6 Common Mistakes with Interventions

Things like remaining firm and setting real boundaries are very important when navigating through the emotionally taxing territory of an intervention, and avoiding these common mistakes will lead to a successful intervention.

Not upholding boundaries

It can be difficult, especially when intervening on a loved one, to set and hold boundaries, but it is paramount if you want a successful outcome from the intervention. Setting boundaries is a firm indicator that, though you love the subject of the intervention, you are unwilling to proceed as you have been, and have decided to make changes as to how you conduct yourself in the relationship, in order to foster an environment that ushers progress and change for the subject. Setting boundaries can look like refusing to house, clothe or feed an individual until they get help, cutting off financial support, limiting communication, or any number of other boundaries.

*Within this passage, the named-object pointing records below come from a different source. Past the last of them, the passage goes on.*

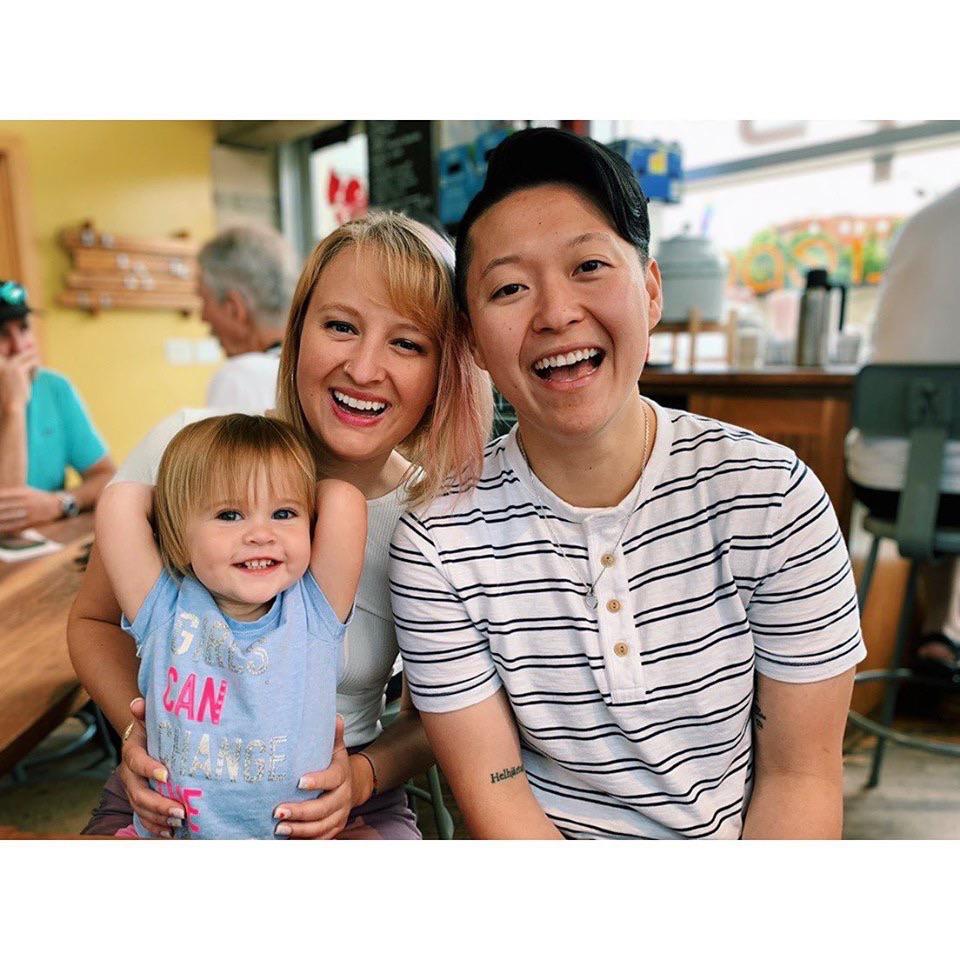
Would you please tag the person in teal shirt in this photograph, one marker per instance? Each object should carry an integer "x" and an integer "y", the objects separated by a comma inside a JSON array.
[{"x": 44, "y": 429}]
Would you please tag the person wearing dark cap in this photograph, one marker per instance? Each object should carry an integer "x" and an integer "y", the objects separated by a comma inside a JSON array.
[
  {"x": 44, "y": 429},
  {"x": 639, "y": 622}
]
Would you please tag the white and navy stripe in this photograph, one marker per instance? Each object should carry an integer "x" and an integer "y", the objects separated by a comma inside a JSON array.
[{"x": 731, "y": 564}]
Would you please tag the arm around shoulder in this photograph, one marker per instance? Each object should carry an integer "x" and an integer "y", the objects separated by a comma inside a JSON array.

Promising financial assistance

Especially if your loved one is in active addiction, money can be the number one thing that will prolong their suffering. Remember that, for a drug addict and alcoholic, the main goal is to continue to have access to their substance of choice, and the most common barrier of that goal is a financial one. By all means say that you are there for them if they decide that they want help, but in no way should you facilitate them to continue using, and cutting off financial resources can usher in a sooner realization that they need help. You are not trying to corner them, but you are trying to impress upon them that you are no longer willing to enable them to live in an unhealthy way, and cutting off financial support is the best way to do that.

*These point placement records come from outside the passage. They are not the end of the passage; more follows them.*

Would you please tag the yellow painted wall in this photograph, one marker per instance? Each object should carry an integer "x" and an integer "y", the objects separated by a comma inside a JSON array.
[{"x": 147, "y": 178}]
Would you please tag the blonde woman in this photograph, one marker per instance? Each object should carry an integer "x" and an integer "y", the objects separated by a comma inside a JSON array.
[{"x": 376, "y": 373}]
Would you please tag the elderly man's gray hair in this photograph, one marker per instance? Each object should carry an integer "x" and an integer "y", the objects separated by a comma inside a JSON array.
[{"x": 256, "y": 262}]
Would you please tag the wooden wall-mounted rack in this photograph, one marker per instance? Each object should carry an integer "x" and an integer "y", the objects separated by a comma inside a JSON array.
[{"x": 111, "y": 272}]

Not presenting a definitive ultimatum

Ultimatums are difficult to present, and to receive. They send the clear message that, if the subject of the intervention does not seek help, then there will be immediate consequences such as severed communication, severed financial help, a discontinuation of housing or food resources, and other consequences. This is meant to illustrate that, though you love them, you are no longer willing to put up with their behavior, and are willing to take action to make sure that they have an experience with misery, if necessary.

Not having a plan

Interventions are difficult, and some of the difficulty arises out of being involved in an evolving situation in which you can’t anticipate the outcomes of every possible scenario, or the direction of the dialogue. This is where having a plan, and participating in rehearsals makes a lot of sense. With a plan, you will be better prepared to respond to any situation that may come up as a result of the intervention, and you will be more practiced in setting boundaries and removing emotions from the equation.

Allowing negotiations

A drug addict and alcoholic is prone to manipulate the people around them, and especially when they feel that they are stuck in a corner, they will lash out with every method of trying to manipulate the situation. They will negotiate the terms of the ultimatum, or try to take other the intervention. You have to maintain that you are in control of the situation, not them, and that your word is final.

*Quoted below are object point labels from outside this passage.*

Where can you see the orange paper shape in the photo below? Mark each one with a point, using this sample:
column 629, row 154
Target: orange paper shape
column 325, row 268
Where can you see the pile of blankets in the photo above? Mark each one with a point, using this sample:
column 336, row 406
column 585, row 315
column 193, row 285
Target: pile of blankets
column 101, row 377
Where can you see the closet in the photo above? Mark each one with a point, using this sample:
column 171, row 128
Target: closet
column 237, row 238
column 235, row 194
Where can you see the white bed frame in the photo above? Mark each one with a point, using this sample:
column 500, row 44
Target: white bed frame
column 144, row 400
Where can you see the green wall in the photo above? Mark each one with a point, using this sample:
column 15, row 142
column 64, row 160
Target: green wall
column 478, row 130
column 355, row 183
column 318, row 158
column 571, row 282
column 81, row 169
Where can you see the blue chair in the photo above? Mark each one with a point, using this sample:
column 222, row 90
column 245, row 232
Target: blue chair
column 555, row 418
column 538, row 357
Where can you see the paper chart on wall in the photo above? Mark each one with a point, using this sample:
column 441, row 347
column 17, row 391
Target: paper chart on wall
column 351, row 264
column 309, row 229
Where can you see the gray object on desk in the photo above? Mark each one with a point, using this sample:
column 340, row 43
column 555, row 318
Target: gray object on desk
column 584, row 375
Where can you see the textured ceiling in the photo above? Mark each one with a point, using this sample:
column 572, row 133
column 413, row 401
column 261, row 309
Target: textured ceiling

Letting your emotions run the show

Interventions are a very emotional situation, and it can be easy to let emotions cloud judgement, or soften your resolve. It is important that you do not let this happen, for a drug addict and alcoholic will take advantage of your perceived weakness and jump on any opportunity to try to manipulate the situation. Remember that you are there for their benefit, and letting your emotions cloud your judgment can only lead to prolonged misery for your loved one. Remain firm, and you will find success in an intervention.